Unimo-nos hoje a esse desejo de uma maior justiça, que é uma das
características do nosso tempo14. Pedimos ao Senhor uma maior justiça e uma
maior paz, rezamos pelos governantes, como sempre se fez na Igreja 15, para
que sejam promotores da justiça, da paz e de um maior respeito pela dignidade
da pessoa. E, dentro daquilo que está nas nossas mãos, fazemos o propósito
de introduzir as exigências do Evangelho na nossa vida pessoal, na família, no
mundo em que cada dia nos movemos e do qual participamos.
Além do que cabe em sentido estrito à virtude da justiça, viveremos também
aquelas outras manifestações de virtudes naturais e sobrenaturais que a
completam e enriquecem: a lealdade, a afabilidade, a alegria... E sobretudo a
fé, que nos dá a conhecer o verdadeiro valor da pessoa, bem como a caridade,
que nos leva a comportar-nos com os outros muito além do que nos pediria a
estrita justiça, porque vemos nos outros filhos de Deus, o próprio Cristo que
nos diz: Todas as vezes que fizestes isto a um destes meus irmãos mais
pequeninos, foi a mim que o fizestes16.

(1) Sl 42, 1; (2) Paulo VI, Carta Apost. Octogesima adveniens, 14-V-1971; (3) cfr. Mt 5, 6; (4)

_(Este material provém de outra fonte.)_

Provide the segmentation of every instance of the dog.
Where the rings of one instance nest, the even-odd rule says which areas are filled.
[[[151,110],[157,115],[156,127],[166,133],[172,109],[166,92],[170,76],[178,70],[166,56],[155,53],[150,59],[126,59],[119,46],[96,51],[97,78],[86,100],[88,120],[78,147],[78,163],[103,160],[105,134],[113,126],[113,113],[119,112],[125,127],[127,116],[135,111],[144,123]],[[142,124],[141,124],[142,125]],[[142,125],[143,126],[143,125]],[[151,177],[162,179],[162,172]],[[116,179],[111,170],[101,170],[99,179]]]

Mc 12, 40; (5) Ti 5, 2-4; (6) S. C. para a doutrina da fé, Instr. sobre a liberdade cristã e a
libertação, 22-III-1986, n. 38; (7) São Josemaría Escrivá, Amigos de Deus, n. 171; (8) ib., n.
169; (9) Rom 13, 7; (10) cfr. Rom 13, 7; (11) São Justino, Apologética I, 7; (12) Conc. Vat. II,
Const. Gaudium et spes, 75; (13) Paulo VI, Carta Apost. Octogesima adveniens, 14-V-1971;
(14) cfr. S. C. para a doutrina da fé,op. cit., 1; (15) cfr. 1 Tim 2, 1-2; (16) cfr. Mt 25, 40.